No sábado (30), o braço regional do "partido dos burocratas", como dizem seus opositores, realizou sua conferência anual em Vladivostok. Os funcionários, uma casta de ricos, foram para a reunião com seus enormes 4 x 4 "made in Japan". Entre as personalidades estrangeiras convidadas figurava o cônsul norte-coreano. Discursando diante dos representantes, o cônsul garantiu que seu país continuaria com seus testes nucleares.

Ele também convidou a Rússia a se alinhar sob o guarda-chuva nuclear coreano. A diatribe do cônsul não foi condenada por nenhum dos presentes. Contrariar um "partido irmão"? Nem pensar! Em compensação, foi exigido dos jornalistas que cobriam a conferência que não publicassem nada sobre o assunto. A administração do território bloqueou o dispositivo ao chamar os redatores-chefe para se certificar de que a ordem seria respeitada.

Enquanto em Vladivostok o cônsul era aplaudido, em Nova York, no Conselho de Segurança da ONU, a Rússia recomendava firmeza, ao mesmo tempo em que se dizia hostil a sanções. "No fundo, essas tensões na Península jogam a nosso favor.
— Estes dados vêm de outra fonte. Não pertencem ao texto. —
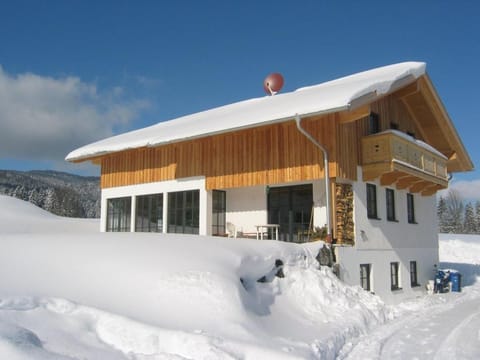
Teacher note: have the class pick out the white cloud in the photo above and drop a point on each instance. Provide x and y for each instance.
(44, 118)
(469, 190)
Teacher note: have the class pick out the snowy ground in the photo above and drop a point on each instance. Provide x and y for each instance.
(69, 292)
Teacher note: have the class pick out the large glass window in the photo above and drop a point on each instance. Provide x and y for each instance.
(372, 201)
(118, 214)
(149, 213)
(184, 212)
(365, 276)
(390, 197)
(394, 276)
(219, 212)
(373, 123)
(411, 209)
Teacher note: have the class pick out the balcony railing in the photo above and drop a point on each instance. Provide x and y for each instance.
(397, 158)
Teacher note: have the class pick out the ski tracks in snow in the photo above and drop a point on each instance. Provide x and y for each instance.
(439, 332)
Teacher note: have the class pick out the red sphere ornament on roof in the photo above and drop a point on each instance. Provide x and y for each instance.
(273, 83)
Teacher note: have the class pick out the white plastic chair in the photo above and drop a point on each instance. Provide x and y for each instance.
(231, 230)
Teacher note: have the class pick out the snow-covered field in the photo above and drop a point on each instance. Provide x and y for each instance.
(70, 292)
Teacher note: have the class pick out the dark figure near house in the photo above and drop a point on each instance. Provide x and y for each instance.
(324, 256)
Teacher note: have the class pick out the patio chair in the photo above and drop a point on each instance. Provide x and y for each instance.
(231, 230)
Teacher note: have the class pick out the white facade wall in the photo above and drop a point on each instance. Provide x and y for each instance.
(380, 242)
(247, 207)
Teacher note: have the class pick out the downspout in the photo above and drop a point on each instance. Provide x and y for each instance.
(327, 172)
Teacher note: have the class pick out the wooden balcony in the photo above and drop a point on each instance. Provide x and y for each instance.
(400, 160)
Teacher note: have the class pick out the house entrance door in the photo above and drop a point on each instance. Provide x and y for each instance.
(290, 207)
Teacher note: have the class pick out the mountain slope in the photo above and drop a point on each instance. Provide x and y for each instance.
(58, 192)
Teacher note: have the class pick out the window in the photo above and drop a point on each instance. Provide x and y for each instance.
(394, 276)
(373, 123)
(393, 126)
(413, 274)
(411, 209)
(218, 212)
(390, 197)
(372, 201)
(118, 214)
(149, 213)
(365, 276)
(184, 212)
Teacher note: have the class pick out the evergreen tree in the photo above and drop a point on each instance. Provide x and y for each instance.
(442, 214)
(477, 217)
(469, 224)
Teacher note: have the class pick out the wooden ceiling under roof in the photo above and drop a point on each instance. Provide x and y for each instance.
(434, 123)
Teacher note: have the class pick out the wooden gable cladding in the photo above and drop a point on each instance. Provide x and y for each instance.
(272, 154)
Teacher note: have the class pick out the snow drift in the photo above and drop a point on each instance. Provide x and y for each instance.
(151, 294)
(70, 292)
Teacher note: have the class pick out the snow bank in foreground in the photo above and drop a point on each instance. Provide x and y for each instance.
(82, 294)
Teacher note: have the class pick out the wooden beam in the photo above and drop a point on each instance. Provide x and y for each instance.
(390, 178)
(406, 182)
(407, 90)
(430, 190)
(353, 115)
(373, 171)
(419, 186)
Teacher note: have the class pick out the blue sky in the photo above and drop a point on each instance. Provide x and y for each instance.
(72, 72)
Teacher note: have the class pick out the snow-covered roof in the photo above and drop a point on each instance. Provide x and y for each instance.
(341, 94)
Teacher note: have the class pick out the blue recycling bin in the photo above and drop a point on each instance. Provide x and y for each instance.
(456, 280)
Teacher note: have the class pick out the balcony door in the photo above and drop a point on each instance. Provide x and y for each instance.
(291, 208)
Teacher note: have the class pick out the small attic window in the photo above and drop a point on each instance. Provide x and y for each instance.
(373, 123)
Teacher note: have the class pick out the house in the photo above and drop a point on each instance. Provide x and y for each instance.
(384, 133)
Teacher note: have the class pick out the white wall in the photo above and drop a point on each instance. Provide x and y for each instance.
(247, 207)
(193, 183)
(380, 242)
(384, 234)
(380, 260)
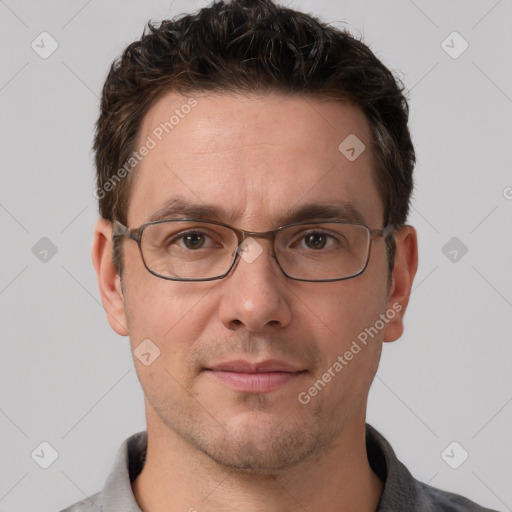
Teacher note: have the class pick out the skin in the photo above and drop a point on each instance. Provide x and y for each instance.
(211, 447)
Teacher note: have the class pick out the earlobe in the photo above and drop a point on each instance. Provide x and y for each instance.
(406, 264)
(109, 281)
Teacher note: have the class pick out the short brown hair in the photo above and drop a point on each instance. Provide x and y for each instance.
(247, 46)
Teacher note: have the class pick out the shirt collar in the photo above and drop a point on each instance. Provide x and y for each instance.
(401, 490)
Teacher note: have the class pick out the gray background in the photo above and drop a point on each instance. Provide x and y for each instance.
(67, 379)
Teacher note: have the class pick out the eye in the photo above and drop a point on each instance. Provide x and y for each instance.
(193, 240)
(316, 240)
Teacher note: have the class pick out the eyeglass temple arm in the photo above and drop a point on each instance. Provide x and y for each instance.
(119, 229)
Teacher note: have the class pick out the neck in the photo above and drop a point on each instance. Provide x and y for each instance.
(178, 477)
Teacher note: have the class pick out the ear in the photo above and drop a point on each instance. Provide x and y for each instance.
(109, 281)
(406, 264)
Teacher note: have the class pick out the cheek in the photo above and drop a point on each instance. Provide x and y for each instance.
(169, 313)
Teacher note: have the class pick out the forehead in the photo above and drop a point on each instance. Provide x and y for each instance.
(257, 157)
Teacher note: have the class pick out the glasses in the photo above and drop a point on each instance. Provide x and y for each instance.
(200, 250)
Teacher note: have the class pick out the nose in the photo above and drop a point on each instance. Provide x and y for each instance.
(255, 293)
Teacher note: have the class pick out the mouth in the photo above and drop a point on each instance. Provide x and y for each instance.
(247, 377)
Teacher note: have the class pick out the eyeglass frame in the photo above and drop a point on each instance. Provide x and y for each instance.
(242, 234)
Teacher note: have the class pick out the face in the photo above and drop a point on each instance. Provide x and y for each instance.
(257, 160)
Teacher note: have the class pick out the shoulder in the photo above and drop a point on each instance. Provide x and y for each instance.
(444, 501)
(90, 504)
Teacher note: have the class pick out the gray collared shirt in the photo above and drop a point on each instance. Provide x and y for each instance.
(402, 492)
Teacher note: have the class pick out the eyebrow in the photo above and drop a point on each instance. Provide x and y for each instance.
(178, 207)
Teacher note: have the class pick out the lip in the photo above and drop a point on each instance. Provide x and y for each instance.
(248, 377)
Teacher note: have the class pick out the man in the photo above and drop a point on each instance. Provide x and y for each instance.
(254, 175)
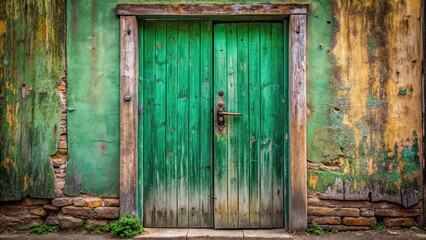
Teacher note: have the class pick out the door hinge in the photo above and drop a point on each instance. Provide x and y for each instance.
(140, 110)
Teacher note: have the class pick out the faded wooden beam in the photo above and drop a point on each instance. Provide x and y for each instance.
(298, 156)
(128, 114)
(188, 10)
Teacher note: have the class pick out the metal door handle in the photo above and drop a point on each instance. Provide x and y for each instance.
(230, 114)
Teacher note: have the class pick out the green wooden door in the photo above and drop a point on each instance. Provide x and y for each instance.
(249, 150)
(195, 172)
(176, 124)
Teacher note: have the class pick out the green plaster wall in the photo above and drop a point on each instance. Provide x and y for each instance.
(32, 59)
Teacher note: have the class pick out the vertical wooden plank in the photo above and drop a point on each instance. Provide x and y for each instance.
(266, 156)
(148, 123)
(183, 118)
(140, 188)
(171, 125)
(298, 188)
(128, 114)
(160, 119)
(231, 96)
(243, 138)
(254, 121)
(194, 124)
(206, 125)
(277, 121)
(220, 137)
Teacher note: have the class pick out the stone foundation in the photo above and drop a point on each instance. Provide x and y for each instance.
(360, 215)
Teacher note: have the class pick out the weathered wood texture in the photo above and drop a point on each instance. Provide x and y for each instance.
(249, 152)
(129, 72)
(298, 190)
(32, 41)
(177, 122)
(206, 10)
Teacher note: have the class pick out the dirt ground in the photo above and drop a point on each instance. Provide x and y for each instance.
(404, 234)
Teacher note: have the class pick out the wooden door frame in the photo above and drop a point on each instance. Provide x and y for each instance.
(129, 72)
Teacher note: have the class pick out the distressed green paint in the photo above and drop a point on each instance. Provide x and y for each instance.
(249, 151)
(177, 160)
(32, 40)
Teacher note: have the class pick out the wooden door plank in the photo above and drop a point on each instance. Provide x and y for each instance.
(266, 129)
(128, 114)
(254, 121)
(231, 96)
(243, 137)
(220, 139)
(140, 205)
(171, 125)
(148, 120)
(298, 187)
(160, 120)
(194, 124)
(278, 98)
(206, 125)
(182, 107)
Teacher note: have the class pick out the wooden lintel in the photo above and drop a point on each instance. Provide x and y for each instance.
(298, 151)
(128, 114)
(212, 10)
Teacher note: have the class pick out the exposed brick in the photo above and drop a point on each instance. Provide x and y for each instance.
(107, 212)
(315, 201)
(324, 211)
(398, 222)
(15, 210)
(38, 211)
(83, 212)
(34, 201)
(111, 202)
(359, 221)
(68, 222)
(398, 212)
(60, 202)
(324, 220)
(93, 202)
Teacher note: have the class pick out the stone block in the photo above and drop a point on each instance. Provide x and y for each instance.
(52, 220)
(315, 201)
(82, 212)
(93, 202)
(34, 201)
(359, 221)
(96, 222)
(112, 202)
(324, 220)
(325, 211)
(398, 222)
(61, 202)
(344, 228)
(366, 212)
(79, 202)
(69, 222)
(401, 213)
(107, 212)
(15, 210)
(38, 211)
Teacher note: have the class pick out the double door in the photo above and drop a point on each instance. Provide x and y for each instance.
(213, 130)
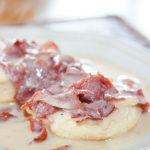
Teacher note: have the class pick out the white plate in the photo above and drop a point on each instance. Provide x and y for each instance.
(115, 54)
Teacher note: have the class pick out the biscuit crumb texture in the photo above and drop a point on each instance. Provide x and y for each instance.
(124, 118)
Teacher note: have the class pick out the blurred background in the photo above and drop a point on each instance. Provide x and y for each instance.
(133, 13)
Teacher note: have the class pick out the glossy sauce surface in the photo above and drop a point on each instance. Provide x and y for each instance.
(16, 134)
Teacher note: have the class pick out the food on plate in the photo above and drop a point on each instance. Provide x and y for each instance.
(58, 95)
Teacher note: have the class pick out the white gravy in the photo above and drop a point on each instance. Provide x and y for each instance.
(15, 134)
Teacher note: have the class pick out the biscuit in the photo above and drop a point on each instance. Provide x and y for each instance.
(124, 118)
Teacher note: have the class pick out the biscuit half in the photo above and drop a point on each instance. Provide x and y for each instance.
(124, 118)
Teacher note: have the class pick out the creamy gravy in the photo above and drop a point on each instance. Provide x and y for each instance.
(15, 134)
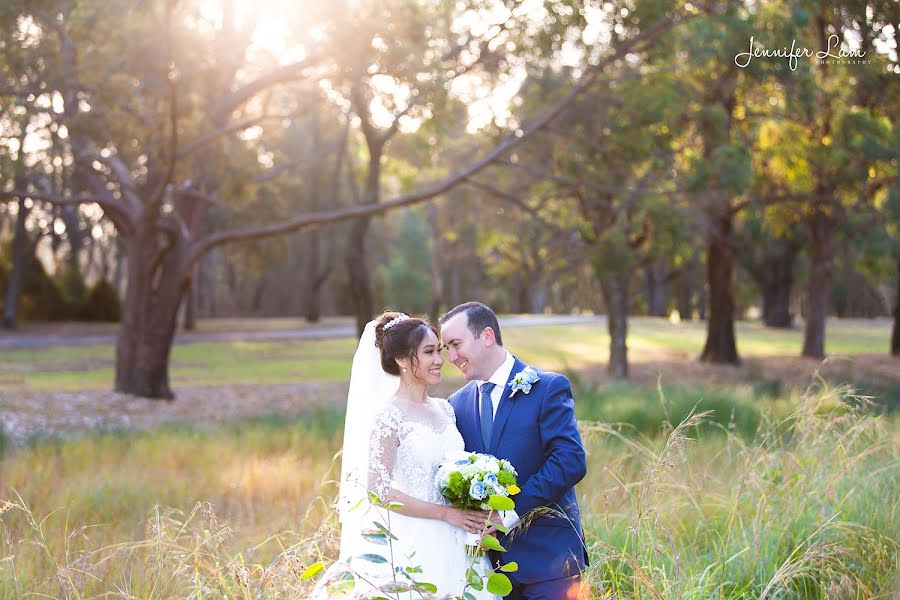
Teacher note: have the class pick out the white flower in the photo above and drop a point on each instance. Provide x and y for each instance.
(523, 381)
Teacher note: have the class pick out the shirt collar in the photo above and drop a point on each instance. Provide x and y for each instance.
(501, 375)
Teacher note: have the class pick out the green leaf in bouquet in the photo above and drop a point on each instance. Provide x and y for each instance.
(375, 558)
(499, 584)
(474, 579)
(395, 587)
(499, 502)
(311, 570)
(376, 537)
(384, 530)
(489, 542)
(340, 584)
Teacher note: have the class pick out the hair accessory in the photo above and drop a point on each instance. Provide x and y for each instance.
(395, 320)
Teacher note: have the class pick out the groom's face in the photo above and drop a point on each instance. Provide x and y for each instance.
(464, 349)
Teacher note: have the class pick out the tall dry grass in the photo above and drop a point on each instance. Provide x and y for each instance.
(803, 507)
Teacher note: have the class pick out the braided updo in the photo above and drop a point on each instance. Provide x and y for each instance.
(400, 340)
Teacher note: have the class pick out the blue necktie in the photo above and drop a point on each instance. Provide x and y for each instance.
(487, 414)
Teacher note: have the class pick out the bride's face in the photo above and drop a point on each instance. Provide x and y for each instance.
(428, 363)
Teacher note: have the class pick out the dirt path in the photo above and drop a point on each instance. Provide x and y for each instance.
(40, 337)
(27, 414)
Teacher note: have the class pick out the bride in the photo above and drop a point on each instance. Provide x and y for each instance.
(395, 436)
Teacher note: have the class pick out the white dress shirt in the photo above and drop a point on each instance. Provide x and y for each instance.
(499, 379)
(509, 517)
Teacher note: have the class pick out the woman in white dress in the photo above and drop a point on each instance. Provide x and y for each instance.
(395, 437)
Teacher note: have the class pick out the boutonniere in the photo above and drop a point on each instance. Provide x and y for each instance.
(523, 380)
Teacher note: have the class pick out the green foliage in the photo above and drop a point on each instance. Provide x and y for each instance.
(405, 279)
(101, 303)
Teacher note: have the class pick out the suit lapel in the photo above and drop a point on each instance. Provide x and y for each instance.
(475, 419)
(505, 407)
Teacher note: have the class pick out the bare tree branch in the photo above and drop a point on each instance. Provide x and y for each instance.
(429, 192)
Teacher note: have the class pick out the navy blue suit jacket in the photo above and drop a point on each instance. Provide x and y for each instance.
(538, 434)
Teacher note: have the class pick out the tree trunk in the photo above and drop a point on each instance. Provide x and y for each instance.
(149, 316)
(190, 303)
(821, 230)
(437, 282)
(720, 347)
(657, 294)
(615, 296)
(360, 283)
(778, 280)
(895, 335)
(17, 273)
(684, 295)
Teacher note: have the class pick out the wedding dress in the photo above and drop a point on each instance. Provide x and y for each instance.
(407, 441)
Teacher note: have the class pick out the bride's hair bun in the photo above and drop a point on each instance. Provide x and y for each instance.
(401, 339)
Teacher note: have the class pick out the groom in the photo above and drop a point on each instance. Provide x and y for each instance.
(534, 429)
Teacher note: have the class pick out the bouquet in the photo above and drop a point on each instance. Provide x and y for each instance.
(469, 479)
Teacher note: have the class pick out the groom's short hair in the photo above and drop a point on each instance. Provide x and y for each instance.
(479, 317)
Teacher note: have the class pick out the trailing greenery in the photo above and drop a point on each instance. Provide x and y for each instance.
(803, 506)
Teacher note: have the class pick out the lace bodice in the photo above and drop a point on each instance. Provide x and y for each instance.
(409, 441)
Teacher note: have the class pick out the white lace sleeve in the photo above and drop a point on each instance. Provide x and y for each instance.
(383, 451)
(448, 410)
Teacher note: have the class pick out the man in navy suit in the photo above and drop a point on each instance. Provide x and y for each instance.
(533, 427)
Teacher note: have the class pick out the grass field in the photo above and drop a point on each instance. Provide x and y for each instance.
(568, 347)
(801, 505)
(779, 492)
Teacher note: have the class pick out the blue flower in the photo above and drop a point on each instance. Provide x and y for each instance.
(477, 491)
(523, 380)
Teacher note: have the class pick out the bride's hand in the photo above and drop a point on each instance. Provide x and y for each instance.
(470, 520)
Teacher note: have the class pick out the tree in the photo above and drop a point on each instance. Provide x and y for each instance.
(137, 167)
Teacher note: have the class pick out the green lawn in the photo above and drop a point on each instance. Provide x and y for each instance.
(553, 347)
(794, 496)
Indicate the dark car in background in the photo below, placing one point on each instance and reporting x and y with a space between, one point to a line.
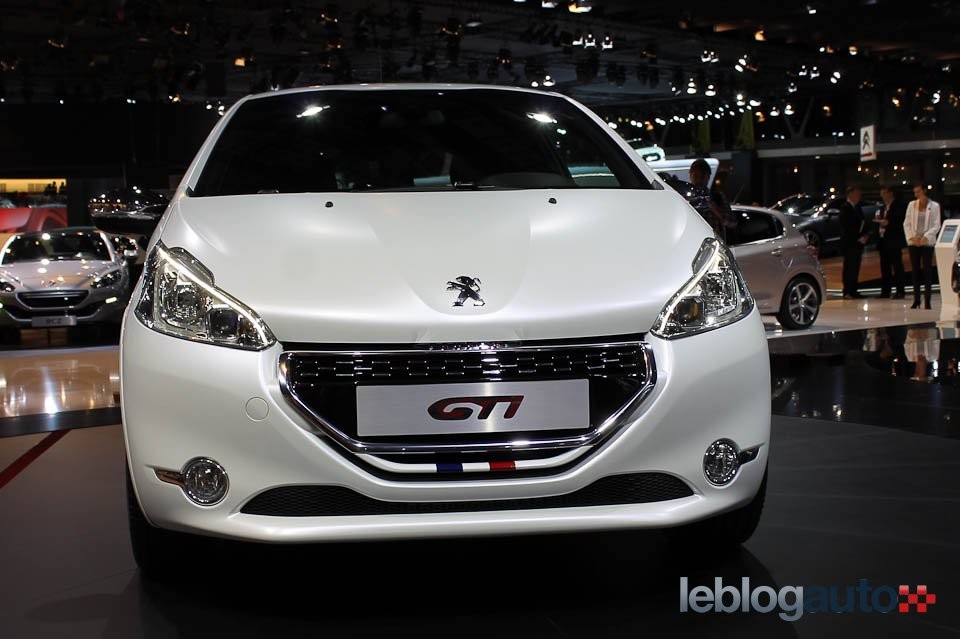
818 218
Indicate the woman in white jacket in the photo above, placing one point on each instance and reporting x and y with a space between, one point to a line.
921 225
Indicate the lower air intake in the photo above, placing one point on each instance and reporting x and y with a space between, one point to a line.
333 501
Esperamos tirar vantagem de nosso estatuto de intermediário em prol do resto da comunidade internacional", explica Mikhail Terski, diretor do Centro de Estudos Estratégicos de Vladivostok.

A Rússia se preocupa ainda mais porque a tecnologia nuclear norte-coreana "é a nossa, é a que fornecemos à China, mas esse processo está escapando de nosso controle e não temos nada a ver com isso", lembra o geopolítico.

Para Moscou, o regime de Pyongyang é em primeiro lugar um parceiro que convém tratar com cuidado, um cliente potencial para as armas e a tecnologia nuclear russa, assim como o Irã e a Venezuela. Por enquanto, esse cliente está sem um tostão, mas todas as esperanças são permitidas. A longo prazo, uma ramificação do gasoduto Rússia-China, cuja construção deve se iniciar este ano, irá até o posto-fronteiriço de Hassan onde a Gazprom prevê construir uma usina de liquefação de gás.

O apoio de Moscou ao vizinho norte-coreano também se explica pelo temor de ver os Estados Unidos criando "uma Coreia unificada, dedicada a se tornar um parceiro americano nos assuntos mundiais", revela o jornal "O Independente" em sua edição de 3 de junho. O jornal prevê: "Não tenhamos ilusões: os EUA, o Japão e a Coreia do Sul têm só um objetivo: eliminar a Coreia do Norte".